In this way, all possible constellations can be calculated and described using entropy: Both situations in which no benefit or value units are assigned, as well as those cases, in which values or benefits are given. In general, service can be construed as entropy-reducing transformations of resources to overcome disturbances, referring either to a status quo or to an intended state. The more entropy a service reduces, the more appropriate it is.

6.7 Conclusion

This article assumes that service is provided not only in the sphere of human activity. Rather, it takes the view that service is ubiquitous even without humans, as it is discussed in biology and ecology. Therefore, this article intends to understand and to conceptualize service as a general process, which can be explained without reference to constructs of the human sphere like interests, whishes or values. However, this does not mean that those human constructs are excluded in the conceptualization proposed here.
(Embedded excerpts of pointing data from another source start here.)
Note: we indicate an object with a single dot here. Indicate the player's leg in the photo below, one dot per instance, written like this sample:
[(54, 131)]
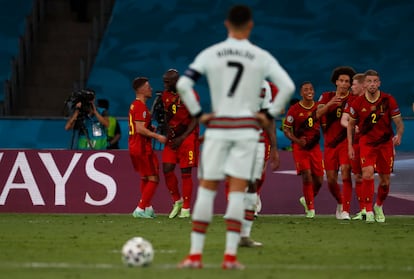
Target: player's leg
[(239, 167), (332, 167), (210, 172), (384, 163), (250, 200), (188, 159), (169, 158)]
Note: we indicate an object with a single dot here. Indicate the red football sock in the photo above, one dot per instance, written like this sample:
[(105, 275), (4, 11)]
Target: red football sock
[(308, 193), (382, 194), (260, 182), (141, 190), (346, 194), (368, 192), (358, 192), (336, 192), (187, 189), (172, 185), (226, 189), (148, 193), (316, 188)]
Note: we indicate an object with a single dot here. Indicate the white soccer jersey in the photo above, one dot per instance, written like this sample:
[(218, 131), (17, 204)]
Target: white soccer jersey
[(235, 70)]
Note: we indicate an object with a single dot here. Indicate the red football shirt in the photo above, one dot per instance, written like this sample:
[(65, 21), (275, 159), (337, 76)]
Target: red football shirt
[(333, 132), (303, 122), (177, 115), (139, 144), (374, 118)]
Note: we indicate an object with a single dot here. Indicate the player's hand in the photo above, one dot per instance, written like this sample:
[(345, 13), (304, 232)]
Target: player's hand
[(176, 142), (336, 100), (396, 140), (161, 138), (351, 152), (205, 118), (302, 141), (274, 159), (264, 121)]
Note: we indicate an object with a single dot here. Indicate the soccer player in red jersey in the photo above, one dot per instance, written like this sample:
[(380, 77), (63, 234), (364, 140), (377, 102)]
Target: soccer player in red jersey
[(182, 146), (143, 158), (374, 113), (266, 138), (330, 108), (358, 89), (303, 128)]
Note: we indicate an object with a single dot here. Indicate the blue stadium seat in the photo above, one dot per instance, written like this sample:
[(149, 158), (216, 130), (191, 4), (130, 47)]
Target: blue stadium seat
[(12, 25), (310, 38)]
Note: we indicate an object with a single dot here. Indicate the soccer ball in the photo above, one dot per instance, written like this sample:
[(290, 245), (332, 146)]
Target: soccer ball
[(137, 251)]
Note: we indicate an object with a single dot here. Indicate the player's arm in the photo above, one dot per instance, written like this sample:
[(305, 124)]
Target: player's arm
[(324, 108), (344, 119), (117, 135), (287, 130), (399, 124), (185, 86), (285, 85), (274, 153), (350, 130), (142, 130)]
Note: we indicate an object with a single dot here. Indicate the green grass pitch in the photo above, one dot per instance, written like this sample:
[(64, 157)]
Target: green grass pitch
[(88, 246)]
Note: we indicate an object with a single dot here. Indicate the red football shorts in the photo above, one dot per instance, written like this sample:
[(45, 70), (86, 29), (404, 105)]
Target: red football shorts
[(145, 164), (186, 155), (308, 160), (356, 162), (335, 157), (381, 157)]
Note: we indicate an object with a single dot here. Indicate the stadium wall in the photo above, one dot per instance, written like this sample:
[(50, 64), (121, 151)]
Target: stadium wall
[(104, 182)]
For the theoretical underpinnings of the process of service, it was purposive to locate service between exchanges of resources and to conceptualize it in the vein of Hill’s perspective as a change either of the state of the resource receiving entity or the resources themselves. Changes in general can now either rise or reduce entropy. As in closed systems entropy automatically increases, only those transformations/changes are understood as service that reduce entropy in a well-defined entity. Therefore, service is not explained by intentions, desires, or the like, but as energy transformations in open systems which are typically accompanied by matter transformations to protect the entity “from decay” (Schrödinger 1944). This protection, however, is in the non-human sphere a result without human intention. Whether a transformation protects an entity in nature, can be seen only ex-post and not ex-ante. In nature, entropy reducing entities are created in dissipative structures (Prigogine and Nicolis 1967; Prigogine and Leferver 1968) or in autocatalytic hypercycles (Eigen and Schuster 1979) far from equilibrium. Service thus can be understood as a fundamental process of maintaining order (in the broadest sense). Therefore, service is of such fundamental importance, because it counteracts the forces that augment the disorder. It was demonstrated by examples how transformations counteract entropy rising forces and how entropy can be used as a measure of disorder in order to assess such transformations/changes.

Consequently, entropy can be understood and used as a useful concept to assess the adequacy of services; regardless of whether the results are assed by humnas' value or benefit or not.

Furthermore, the broader concept of service as understood here, is a basis for understanding the cycles of humans’ intertwinement with natural processes. We, as humans, may become smarter, but we are still a part of nature and we are not independent from natural laws. If humans accept and understand the fundamental laws of coexistence, they can live on earth without damaging and/or exploiting nature. Service as a resource integrating, cyclic activity, as proposed here, is the common ground for coexistence on earth.